I'd be cautious about chasing on day one.
The biggest risk with a blockbuster IPO is not the quality of the company. It is the gap between a great business and the price investors are willing to pay. History is full of excellent companies that delivered poor short-term returns because expectations became excessive.
For SpaceX, there are three separate questions:
Is SpaceX a world-class company? Probably yes.
Can it continue growing through Starlink, launch services, and future space infrastructure? Likely yes.
Is any valuation justified on listing day? Not necessarily.
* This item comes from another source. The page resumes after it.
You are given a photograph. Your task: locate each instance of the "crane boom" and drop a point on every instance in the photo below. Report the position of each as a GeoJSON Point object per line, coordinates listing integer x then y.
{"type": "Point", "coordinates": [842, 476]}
The "liquidity unlock" argument is plausible, but markets rarely move for a single reason. If rates, inflation, or geopolitical risks remain elevated, money released after the IPO may not flow straight back into AI and growth stocks.
For traders, day-one volatility could be enormous. For investors, waiting a few earnings reports may provide a clearer picture of valuation and execution.
As for proxies:
Rocket Lab has a real launch business and growing space systems segment, but its valuation has expanded significantly.
AST SpaceMobile offers a unique direct-to-cell opportunity, though execution risk remains much higher.
If I had to choose between "buy at any price on day one" and "wait", I'd lean towards waiting. Missing the first 10-20% of a move is usually less damaging than buying into peak euphoria and enduring a 30-50% drawdown if sentiment cools.
The key metric I would watch is not the opening-day share price. It is whether SpaceX can justify its valuation with actual cash flow growth from Starlink and its broader space ecosystem over the next few years.